When you decide to ship anything globally, then it is a must for you to take the required precautions. It is very important to make sure of the fact that your shipment has arrived safely and on time. However, if we talk about high-value cargo, things can be a little more twisted and complicated. The more delicate and expensive your shipment will be, the more you have to be careful while delivering it across the globe. With heavy and expensive shipments, you have to face more risks along the way. In this blog, we will guide you about the strategies you can curate to safely ship your high-value cargo.

The items that need careful handling and about which we will be discussing in this blog includes,

  • Art
  • Expensive Jewelry
  • Electronics
  • Luxury clothing
  • Medicines
  • Alcohol
  • High-end food

It does not matter what strategies you apply for the shipping because at the end of the day your goal stays the same which is the safety of the items. The basic and the simplest strategy should be based on the safety and protection of your shipment. Protection of the shipment means that you have to make sure that your item does not get stolen, damaged, or lost till it reaches its destination.

Let’s assume if you are shipping something from Delhi to Abu Dhabi, instead of looking for the fastest and cheapest way of shipping, you search for the safest and the most protective way of doing it. You need to look for a better route and curate a safe plan which ensures the protection and security of your shipment at every stage of the procedure.

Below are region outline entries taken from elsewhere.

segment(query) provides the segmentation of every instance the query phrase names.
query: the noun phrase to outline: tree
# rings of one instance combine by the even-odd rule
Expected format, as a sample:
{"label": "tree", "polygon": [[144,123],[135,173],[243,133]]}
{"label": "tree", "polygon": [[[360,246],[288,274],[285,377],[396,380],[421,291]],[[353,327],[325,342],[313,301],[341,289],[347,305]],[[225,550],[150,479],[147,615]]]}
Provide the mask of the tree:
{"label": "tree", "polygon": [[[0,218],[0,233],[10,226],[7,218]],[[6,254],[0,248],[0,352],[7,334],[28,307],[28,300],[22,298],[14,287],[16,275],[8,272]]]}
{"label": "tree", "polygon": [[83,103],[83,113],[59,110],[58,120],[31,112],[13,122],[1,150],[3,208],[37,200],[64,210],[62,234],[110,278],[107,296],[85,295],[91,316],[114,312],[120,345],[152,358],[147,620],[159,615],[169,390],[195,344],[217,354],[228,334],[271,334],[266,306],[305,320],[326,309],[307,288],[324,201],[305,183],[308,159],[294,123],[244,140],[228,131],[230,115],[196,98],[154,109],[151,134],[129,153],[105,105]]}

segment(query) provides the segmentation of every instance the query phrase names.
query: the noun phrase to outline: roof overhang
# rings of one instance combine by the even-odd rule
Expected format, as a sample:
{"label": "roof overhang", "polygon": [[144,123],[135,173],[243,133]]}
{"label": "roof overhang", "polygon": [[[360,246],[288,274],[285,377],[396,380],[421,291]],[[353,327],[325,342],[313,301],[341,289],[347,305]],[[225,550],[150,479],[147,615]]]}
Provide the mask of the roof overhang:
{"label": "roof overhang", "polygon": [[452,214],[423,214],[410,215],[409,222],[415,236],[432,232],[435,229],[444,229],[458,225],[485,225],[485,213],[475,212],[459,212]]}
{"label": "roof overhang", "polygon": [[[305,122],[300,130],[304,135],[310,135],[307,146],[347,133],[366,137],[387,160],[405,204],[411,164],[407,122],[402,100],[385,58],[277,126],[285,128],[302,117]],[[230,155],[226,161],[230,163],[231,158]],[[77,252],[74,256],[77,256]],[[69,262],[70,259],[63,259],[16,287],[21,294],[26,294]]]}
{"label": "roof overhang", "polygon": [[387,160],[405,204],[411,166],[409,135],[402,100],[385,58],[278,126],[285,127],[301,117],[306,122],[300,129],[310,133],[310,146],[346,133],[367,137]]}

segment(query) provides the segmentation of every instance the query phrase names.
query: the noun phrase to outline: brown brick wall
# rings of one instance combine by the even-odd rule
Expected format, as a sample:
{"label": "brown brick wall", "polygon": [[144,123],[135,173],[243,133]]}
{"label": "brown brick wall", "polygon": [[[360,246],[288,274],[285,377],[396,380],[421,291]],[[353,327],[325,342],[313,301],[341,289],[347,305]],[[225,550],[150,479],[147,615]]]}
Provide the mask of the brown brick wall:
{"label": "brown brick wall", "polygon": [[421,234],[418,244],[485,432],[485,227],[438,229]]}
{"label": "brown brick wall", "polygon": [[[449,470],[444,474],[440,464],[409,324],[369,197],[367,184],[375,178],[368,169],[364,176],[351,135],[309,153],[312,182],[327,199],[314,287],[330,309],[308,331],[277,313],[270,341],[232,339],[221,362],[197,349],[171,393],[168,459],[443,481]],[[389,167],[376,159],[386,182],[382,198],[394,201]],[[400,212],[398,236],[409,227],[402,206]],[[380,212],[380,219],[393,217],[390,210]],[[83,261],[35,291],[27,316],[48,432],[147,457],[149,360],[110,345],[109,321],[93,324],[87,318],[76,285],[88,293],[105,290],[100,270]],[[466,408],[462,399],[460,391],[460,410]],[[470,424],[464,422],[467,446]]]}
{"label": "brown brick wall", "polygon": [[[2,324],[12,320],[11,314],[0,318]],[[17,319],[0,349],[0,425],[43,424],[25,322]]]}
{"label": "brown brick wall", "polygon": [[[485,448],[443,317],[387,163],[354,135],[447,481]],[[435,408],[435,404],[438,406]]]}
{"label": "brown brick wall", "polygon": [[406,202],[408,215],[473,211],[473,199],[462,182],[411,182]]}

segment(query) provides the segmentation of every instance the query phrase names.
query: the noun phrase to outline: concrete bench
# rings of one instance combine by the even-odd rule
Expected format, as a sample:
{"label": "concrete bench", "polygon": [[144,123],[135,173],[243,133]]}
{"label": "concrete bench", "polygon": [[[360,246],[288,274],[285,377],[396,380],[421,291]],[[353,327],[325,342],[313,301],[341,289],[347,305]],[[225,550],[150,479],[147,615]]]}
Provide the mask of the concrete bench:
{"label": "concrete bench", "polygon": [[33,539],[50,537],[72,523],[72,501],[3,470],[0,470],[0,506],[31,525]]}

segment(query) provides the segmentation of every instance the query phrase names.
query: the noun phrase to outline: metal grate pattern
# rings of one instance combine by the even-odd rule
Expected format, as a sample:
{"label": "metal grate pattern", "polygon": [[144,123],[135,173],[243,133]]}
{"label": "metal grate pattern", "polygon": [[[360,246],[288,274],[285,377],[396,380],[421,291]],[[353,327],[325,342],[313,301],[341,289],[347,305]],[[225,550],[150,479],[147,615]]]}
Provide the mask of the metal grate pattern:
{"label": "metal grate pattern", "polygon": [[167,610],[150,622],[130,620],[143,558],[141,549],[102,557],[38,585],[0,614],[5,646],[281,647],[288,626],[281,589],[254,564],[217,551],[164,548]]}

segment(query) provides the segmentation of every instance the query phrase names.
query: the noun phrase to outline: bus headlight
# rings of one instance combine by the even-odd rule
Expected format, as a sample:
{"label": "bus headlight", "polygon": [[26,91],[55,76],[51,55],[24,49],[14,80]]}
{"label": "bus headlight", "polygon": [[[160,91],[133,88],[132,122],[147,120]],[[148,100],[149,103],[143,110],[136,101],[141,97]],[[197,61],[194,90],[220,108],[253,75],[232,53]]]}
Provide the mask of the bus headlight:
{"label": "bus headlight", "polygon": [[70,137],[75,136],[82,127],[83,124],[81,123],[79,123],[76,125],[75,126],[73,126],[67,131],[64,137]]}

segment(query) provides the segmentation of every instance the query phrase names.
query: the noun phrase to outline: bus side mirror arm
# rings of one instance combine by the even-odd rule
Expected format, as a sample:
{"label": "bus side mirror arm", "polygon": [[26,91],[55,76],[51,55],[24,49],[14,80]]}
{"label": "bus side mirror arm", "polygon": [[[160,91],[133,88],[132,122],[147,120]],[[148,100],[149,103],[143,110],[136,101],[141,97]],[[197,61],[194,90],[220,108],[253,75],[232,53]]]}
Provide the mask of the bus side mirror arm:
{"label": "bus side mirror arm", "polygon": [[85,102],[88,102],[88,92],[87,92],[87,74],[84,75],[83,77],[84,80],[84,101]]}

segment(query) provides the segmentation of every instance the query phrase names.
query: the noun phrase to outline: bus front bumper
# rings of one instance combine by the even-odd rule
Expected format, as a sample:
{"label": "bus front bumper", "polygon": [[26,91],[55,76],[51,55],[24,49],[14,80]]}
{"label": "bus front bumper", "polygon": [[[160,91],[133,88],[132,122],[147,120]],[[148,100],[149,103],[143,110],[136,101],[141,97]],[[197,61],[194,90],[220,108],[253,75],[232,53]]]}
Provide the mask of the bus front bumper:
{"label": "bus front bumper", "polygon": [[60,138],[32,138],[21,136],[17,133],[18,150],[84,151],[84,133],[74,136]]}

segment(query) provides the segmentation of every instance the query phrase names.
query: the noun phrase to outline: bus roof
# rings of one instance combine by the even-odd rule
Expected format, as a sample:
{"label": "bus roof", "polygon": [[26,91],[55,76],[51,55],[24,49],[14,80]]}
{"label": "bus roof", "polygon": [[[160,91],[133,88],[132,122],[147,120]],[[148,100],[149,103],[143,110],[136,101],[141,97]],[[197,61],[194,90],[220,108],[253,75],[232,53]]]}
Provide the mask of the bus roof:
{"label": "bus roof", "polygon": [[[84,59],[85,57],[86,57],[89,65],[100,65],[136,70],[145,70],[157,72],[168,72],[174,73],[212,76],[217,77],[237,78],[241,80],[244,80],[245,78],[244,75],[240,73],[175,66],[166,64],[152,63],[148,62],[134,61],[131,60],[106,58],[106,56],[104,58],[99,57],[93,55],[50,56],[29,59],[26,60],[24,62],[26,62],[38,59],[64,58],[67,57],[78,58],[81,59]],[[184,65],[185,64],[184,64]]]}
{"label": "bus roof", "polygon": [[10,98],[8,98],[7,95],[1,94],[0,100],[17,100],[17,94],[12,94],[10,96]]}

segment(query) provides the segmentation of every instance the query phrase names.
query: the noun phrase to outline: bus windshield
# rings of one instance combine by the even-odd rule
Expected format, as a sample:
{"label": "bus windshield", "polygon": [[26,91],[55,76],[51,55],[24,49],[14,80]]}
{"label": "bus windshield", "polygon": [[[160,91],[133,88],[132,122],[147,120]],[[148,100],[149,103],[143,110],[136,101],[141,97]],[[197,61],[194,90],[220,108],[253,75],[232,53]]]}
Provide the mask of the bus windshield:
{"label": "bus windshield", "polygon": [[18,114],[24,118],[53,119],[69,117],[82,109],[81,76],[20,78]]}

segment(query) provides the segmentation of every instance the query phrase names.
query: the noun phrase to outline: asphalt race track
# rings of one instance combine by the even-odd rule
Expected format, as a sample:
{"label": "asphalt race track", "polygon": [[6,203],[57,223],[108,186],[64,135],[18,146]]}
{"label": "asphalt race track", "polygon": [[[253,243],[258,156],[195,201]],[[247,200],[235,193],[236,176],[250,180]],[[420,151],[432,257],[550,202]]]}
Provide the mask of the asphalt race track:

Now let’s have a look over the main issues that are faced during international shipping and how can you resolve them.

Cargo theft:

Most popular logistic companies do not really face any problems while shipping their high-end products. They have enough former experience so they already take all the necessary precautions. But still, theft is a major risk that is very hard to combat along with the shipping journey. If you are sending something urgently then you definitely have to collaborate with a company you do not have any prior experience with. You would never know how reliable they are and this opens the door for advanced theft.

Professional thieves:

Professional thieves are not amateurs in any way. They are fully aware of all the shipping procedures. Also, they know the means of transport of expensive items. They are masters at trapping people and making them believe that their credentials belong to them. By chance, if their plan of fraud does not go accordingly then they try to hijack them. Numerous countries have reported about the developing criminal pattern which is why you have to curate smarter shipping strategies to ditch such professional thieves and keep your shipment safe. You have to do this through very careful planning, research about problem areas, and omit down all the possible risks. Sort out the areas where you think your shipment is the most vulnerable and unsafe, and use innovative strategies and plans to make it more secure there. The professional thieves will always know what you are up to so you need to stay one step ahead of them at every point.

Quick speed:

The most essential strategy for high-value cargo is quick and efficient transport. The quicker your shipment will be, the lesser the opportunities will be there for professional thieves to attack your shipment. You need to be careful about the right and accurate timings. By focusing on the timings you can assure that your shipment has reached its destination safe and secure. If you are hiring multimodal means of transport, then be in contact with those people who are sailing the ship and loading the shipment into the trucks. Tell them to report you on an urgent basis if something wrong happens along the way. This is definitely not an easier process. It requires a lot of expertise and effort but by planning various strategies you can ensure safe transportation of your shipment from one country to another.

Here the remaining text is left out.